The Engineering Technology Program prepares students with skills in production processes, quality systems, and maintenance awareness for modern manufacturing processes, safety, and automation (including Programmable Logic Controls). It emphasizes the development of proficiencies related to instrumentation, device networking, and systems functions required by today's manufacturing processes. Process improvements, including total predictive maintenance, lubrication technology, vibration, and alignment, as well as quality work practices utilizing Lean Manufacturing and Six Sigma, are also emphasized in the curriculum. This program develops the technical skills and management competencies needed to advance efficient and effective performance strategies within advanced manufacturing entities.

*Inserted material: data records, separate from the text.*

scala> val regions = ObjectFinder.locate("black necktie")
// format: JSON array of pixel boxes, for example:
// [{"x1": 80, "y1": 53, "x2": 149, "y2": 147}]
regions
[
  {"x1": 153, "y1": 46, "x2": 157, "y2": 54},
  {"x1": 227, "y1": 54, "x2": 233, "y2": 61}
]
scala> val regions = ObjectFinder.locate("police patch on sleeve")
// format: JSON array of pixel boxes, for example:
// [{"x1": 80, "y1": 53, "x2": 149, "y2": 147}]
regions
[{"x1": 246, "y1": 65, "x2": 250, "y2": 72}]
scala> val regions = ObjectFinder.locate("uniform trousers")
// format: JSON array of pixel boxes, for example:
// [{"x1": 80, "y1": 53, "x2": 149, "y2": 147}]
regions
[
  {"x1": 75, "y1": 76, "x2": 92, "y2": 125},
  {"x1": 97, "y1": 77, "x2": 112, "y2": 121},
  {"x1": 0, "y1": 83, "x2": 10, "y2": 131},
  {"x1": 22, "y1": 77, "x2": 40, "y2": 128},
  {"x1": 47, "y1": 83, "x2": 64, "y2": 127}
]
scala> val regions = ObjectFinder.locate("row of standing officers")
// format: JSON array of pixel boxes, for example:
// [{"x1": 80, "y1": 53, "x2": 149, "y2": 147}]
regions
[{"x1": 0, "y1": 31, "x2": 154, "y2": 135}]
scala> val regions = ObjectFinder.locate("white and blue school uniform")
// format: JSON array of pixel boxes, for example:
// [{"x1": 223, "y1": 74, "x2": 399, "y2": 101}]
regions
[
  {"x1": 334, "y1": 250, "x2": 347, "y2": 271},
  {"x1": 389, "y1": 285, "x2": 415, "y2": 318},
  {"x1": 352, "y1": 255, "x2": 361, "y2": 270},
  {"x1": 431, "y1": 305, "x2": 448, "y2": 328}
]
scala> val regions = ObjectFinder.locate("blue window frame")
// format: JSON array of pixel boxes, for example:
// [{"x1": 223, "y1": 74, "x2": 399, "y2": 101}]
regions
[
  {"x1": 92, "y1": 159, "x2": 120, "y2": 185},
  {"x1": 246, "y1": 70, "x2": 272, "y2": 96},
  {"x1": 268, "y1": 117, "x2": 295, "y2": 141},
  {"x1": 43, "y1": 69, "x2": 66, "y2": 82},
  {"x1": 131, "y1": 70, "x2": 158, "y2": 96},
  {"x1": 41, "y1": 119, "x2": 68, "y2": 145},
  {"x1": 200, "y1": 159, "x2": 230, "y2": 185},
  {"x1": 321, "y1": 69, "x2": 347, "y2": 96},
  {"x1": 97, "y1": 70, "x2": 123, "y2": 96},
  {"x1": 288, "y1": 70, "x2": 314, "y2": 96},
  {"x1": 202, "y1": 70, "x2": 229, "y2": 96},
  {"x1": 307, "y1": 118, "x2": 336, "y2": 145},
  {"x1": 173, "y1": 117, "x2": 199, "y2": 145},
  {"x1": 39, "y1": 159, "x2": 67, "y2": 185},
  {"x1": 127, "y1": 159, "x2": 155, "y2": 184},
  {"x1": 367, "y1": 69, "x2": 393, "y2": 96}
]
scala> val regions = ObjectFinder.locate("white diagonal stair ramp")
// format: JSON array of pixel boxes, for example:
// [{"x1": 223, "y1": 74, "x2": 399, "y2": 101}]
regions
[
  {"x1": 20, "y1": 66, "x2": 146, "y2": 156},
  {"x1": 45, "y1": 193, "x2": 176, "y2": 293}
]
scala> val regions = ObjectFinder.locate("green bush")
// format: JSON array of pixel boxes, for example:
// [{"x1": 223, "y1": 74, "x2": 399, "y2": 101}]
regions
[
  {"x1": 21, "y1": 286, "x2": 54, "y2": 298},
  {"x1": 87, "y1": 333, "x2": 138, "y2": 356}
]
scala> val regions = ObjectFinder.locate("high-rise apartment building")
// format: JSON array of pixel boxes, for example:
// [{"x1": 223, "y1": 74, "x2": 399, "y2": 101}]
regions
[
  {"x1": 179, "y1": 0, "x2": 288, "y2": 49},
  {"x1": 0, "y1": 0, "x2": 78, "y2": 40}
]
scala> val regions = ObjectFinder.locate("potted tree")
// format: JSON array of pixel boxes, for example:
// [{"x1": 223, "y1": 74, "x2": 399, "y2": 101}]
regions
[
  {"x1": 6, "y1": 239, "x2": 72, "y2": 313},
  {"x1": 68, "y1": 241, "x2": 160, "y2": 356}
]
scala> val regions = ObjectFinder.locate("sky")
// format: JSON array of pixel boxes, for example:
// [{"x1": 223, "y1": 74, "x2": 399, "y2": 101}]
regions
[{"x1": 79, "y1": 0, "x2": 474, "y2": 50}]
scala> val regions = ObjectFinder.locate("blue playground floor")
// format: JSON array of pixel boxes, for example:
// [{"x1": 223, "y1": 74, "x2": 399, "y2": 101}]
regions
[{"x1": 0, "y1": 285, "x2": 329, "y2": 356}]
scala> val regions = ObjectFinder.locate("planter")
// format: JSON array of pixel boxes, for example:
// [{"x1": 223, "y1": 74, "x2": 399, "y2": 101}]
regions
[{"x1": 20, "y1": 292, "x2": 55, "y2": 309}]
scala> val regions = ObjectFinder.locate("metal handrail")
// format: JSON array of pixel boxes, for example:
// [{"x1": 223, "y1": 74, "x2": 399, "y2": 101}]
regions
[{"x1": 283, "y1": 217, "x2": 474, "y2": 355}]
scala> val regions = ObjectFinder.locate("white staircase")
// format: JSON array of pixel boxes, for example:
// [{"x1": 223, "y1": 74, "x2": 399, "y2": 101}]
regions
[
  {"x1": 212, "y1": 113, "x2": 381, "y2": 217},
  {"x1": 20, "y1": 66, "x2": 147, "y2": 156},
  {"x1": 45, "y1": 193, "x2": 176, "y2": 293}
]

The Engineering Technology Program requires an 18-credit ET core, a 12-credit Mechanical Design and Fabrication specialization block, 12 elective credits, and 18 General Education credits, for a total of 60 credits of career preparation. The method of instruction used in program core and specialization courses is referred to as "competency-based individualized instruction." Instead of teaching the course through traditional lectures and laboratory sessions at scheduled times, all of the material is formatted into self-study modules, called "units," that contain both theory and hands-on components. Units provide information on significant applied engineering competencies, components, circuits, mechanisms, and equipment that are widely used in manufacturing facilities. Several units make up one course.
The Engineering Technology lab and classroom facilities at the Clear Springs Advanced Technology Center in Bartow consist of high-quality laboratory equipment for numerous hands-on activities that develop the skills required to construct, operate, analyze, and program a wide range of circuits and equipment used in this field. Each student is assigned to a specific instructor. The instructor monitors the student's progress, grades exams, and determines the final letter grade for each course completed. The assigned instructor also assists the student in selecting appropriate courses to progress through the program. Classes are scheduled during the fall, spring, and summer terms.
Certain courses in this program require placement at the college level or satisfaction of developmental education requirements in reading, writing, and mathematics.